Убедить себя в том, что ты чего-то сто́ишь, — самая сложная в мире задача, когда все, что тебя окружает, кричит об обратном. Я знала, что, как и в случае со всем остальным человечеством, мою личность во многом определяла среда, в которой я росла и воспитывалась, — в моем случае крайне неудачная модель отношений. И это вызывало новый вопрос: может ли вообще семья быть чем-то иным, кроме как хранилищем затаенных обид, досады, персональной вражды и общих несчастий? Почему же нам вечно твердили, что счастье — а особенно если оно общее у родителей и детей, братьев и сестер, а также у созданных ими новых семей — это великий идеал, к которому все мы должны стремиться? Семейные ценности были темным делом, хотя время от времени возникали и проблески света.

Вернувшись в Берлингтон, я начала летний семестр, а через несколько дней после моего возвращения меня вызвали в кабинет профессора Сильвестер. У нее было для меня предложение. Школа-пансион совместного обучения в Вермонте ищет учителя английского языка. Приступать к работе надо с сентября. Не заинтересует ли меня это место? Школа, называлась она «Академия Кина», находилась недалеко от Мидлбери. Ее основатель, Дж. Кин, был пионером прогрессивного обучения в Новой Англии: упор на строгость и дисциплину во всем, что касается получения знаний, но достаточно свободное и неформальное общение.

По правде говоря, я никогда не собиралась стать профессиональным преподавателем. Конкретных планов на будущее я не строила, расплывчато представляя, что после окончания учебы останусь в Берлингтоне и поищу работу в местной газете вроде «Берлингтон ридер». Или сниму часть денег, полученных от правительства Ирландии, куплю машину и отправляюсь в путь, затеряюсь где-нибудь на просторах Америки, а там видно будет, куда заведет меня жизнь. Как-то я поделилась этими мыслями с доктором Джеллхорн, а она в ответ посоветовала не забегать вперед и не торопить события. Мои фантазии в духе Керуака, сказала она, достойны восхищения, но едва ли дадут мне стабильность, в которой я сейчас нуждаюсь больше всего.

Нуждалась ли я в стабильности?

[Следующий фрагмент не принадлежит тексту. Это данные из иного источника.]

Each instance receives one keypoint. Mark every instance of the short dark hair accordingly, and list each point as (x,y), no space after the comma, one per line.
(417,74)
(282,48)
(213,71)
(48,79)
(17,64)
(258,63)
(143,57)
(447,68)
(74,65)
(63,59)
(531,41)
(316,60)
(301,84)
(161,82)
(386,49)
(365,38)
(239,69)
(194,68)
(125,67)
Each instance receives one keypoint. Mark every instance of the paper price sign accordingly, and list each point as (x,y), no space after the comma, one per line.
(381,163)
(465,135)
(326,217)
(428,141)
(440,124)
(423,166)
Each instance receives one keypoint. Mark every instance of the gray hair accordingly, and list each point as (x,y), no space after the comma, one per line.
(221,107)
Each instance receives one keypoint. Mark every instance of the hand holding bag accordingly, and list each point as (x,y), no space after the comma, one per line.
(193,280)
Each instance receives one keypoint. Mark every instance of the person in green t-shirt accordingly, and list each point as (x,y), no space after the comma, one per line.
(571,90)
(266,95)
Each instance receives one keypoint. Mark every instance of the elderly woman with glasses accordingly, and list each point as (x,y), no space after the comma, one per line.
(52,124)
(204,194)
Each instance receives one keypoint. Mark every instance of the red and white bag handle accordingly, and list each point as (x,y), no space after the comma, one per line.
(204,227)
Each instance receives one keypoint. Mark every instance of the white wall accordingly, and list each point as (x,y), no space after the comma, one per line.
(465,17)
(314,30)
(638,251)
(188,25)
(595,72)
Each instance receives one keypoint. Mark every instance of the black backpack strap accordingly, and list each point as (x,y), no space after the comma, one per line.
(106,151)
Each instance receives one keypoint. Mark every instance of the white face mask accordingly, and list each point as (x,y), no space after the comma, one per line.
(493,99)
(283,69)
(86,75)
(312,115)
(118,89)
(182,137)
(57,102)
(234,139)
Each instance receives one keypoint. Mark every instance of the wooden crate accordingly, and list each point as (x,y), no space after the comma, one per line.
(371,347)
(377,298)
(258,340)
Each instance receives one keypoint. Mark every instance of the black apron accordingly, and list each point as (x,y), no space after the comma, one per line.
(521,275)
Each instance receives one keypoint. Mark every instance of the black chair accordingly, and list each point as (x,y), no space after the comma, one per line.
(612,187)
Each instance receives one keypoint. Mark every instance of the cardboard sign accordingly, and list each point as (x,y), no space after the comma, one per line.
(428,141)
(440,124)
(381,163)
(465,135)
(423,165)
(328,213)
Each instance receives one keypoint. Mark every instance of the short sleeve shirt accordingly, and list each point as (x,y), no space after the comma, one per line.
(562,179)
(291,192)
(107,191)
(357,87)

Были моменты, когда я думала: Да пошли они все, мне плевать, я отправляюсь в путь, лишь бы подальше отсюда. В один прекрасный день меня потянуло за баранку. Я попросила машину у Рейчел, и хотя сначала было классно мчаться по широкому пустому шоссе навстречу горячему июльскому ветру, врывавшемуся в открытые передние окна, меня хватило ненадолго. По дороге на север — я ехала по федеральной автостраде 93 в сторону Квебека — меня внезапно обогнал большой грузовик с канадскими номерами и названием «Бомбардир» на боку. Через минуту я свернула на полосу аварийной остановки и стала ждать, пока перестану задыхаться. Я почувствовала себя идиоткой из-за того, что поддаюсь на провокации и так реагирую на случайное слово… Но оно, как спусковой крючок, пробудило слишком много тяжелых воспоминаний — как дурацкий киномонстр, который появляется откуда ни возьмись и начинает пожирать Токио. Отдышавшись и убедившись, что снова могу себя контролировать, я сумела вернуть машину к дому Рейчел, но поняла, что пока не полностью готова к поездке от края до края страны.

Еще пару недель спустя я снова попросила подругу одолжить мне машину, чтобы съездить на собеседования в Академию Кина. Рейчел настояла на том, чтобы ехать со мной. Долго уговаривать меня не пришлось — я и сама побаивалась новой панической атаки среди дороги, как тогда, на федеральном шоссе номер 93. Академия — от шоссе до нее нужно было проехать еще семь миль по проселочной дороге от деревни Мидлбери — оказалась живописным местом с увитыми плющом домами из красного кирпича.

В кампусе все было выдержано в сельском стиле новоанглийского пригорода: старинные школьные корпуса, ухоженные лужайки и спортивные площадки, высокие сосны, маячившие за кампусом.

Я поймала себя на мысли: О нет, только не очередная башня из слоновой кости… пора уже тебе погружаться в большой злой мир. А Рейчел, словно прочитав мои мысли, сказала:

— Считай это еще одной промежуточной станцией на обратном пути из того кошмара, через который ты прошла.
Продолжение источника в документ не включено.